According to Andrzej Kawalec, chief technologist at HP, critical data assets may be “of strategic national importance, have massive corporate value or have huge significance to an employee or citizen – be it the secret recipe to Coca-Cola or the medical records of a patient.”
With companies more exposed to cyber-attacks by new trends such as BYOD and a lack of employee awareness, organisations are placing more importance on information risk.
However, over 70 per cent of executives believe their organisation at best only “partially understands” the information risk they are exposed to, and 76 per cent believe information risk can largely be mitigated by hardware and software fixes.

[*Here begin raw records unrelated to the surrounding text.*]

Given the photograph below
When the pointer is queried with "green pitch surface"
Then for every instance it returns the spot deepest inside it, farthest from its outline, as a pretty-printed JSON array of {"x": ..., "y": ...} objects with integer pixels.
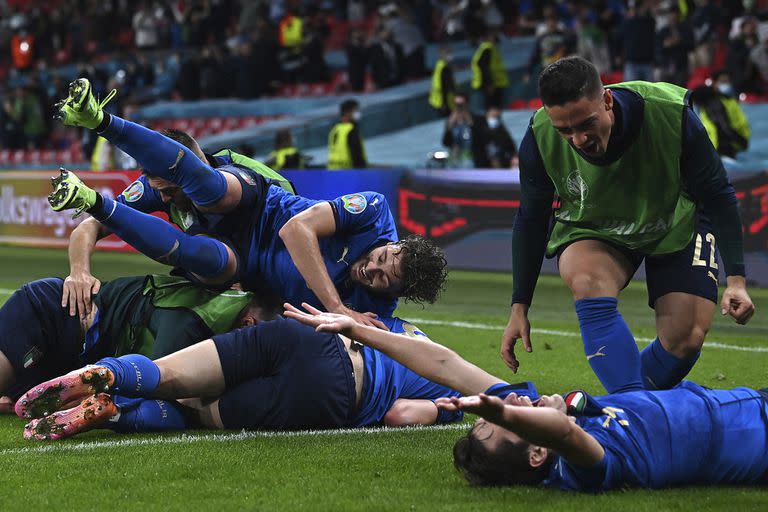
[{"x": 372, "y": 469}]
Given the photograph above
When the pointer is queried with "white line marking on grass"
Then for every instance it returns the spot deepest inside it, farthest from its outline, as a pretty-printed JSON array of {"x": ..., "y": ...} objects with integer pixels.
[
  {"x": 221, "y": 438},
  {"x": 571, "y": 334}
]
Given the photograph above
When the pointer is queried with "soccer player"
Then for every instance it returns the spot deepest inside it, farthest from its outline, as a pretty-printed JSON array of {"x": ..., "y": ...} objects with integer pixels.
[
  {"x": 329, "y": 253},
  {"x": 637, "y": 179},
  {"x": 641, "y": 438},
  {"x": 152, "y": 315},
  {"x": 275, "y": 375}
]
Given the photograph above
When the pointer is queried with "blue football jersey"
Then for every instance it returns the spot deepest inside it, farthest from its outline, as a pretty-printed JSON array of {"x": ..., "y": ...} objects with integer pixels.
[
  {"x": 386, "y": 380},
  {"x": 686, "y": 435},
  {"x": 363, "y": 222}
]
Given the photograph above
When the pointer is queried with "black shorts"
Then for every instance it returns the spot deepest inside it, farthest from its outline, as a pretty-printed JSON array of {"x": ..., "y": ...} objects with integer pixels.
[
  {"x": 39, "y": 338},
  {"x": 692, "y": 270},
  {"x": 282, "y": 375}
]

The survey also found that more than two-thirds (68 per cent) struggle with the management of information risk where regional differences in legislation – around areas such as data protection and privacy – apply.
Assigning a monetary value to the data a company holds is a key part of the process in obtaining cyber insurance – a trend that is supposedly “steadily growing” in Europe, according to head of cyber products and liability at AIG, Jamie Bouloux.
But Stephen Bonner, a partner in the information protection side of “big four” accountancy firm KPMG, which works alongside AIG and law firms CMS Cameron McKenna and Norton Rose to offer clients a “data breach response service”, told Computing that companies that have the weakest cyber defences are the least interested in getting cyber insurance.
“It tends to be those that have taken all the reasonable steps, deployed the right controls and monitor their environment already, that go for insurance,” he said.
He blamed this on a lack of cyber security awareness in some of the smaller organisations, and suggested that the market will boom once awareness has been raised.
The Economist Intelligence Unit survey found that senior business leaders are generally ill-prepared for a loss of information at their company: fewer than one in four respondents (23 per cent) would know enough to take the lead in the event of a breach, despite nearly half of organisations experiencing a loss of information in the last year.
In the past year, 57 per cent of CEOs have not been trained on what to do after information has been lost or stolen.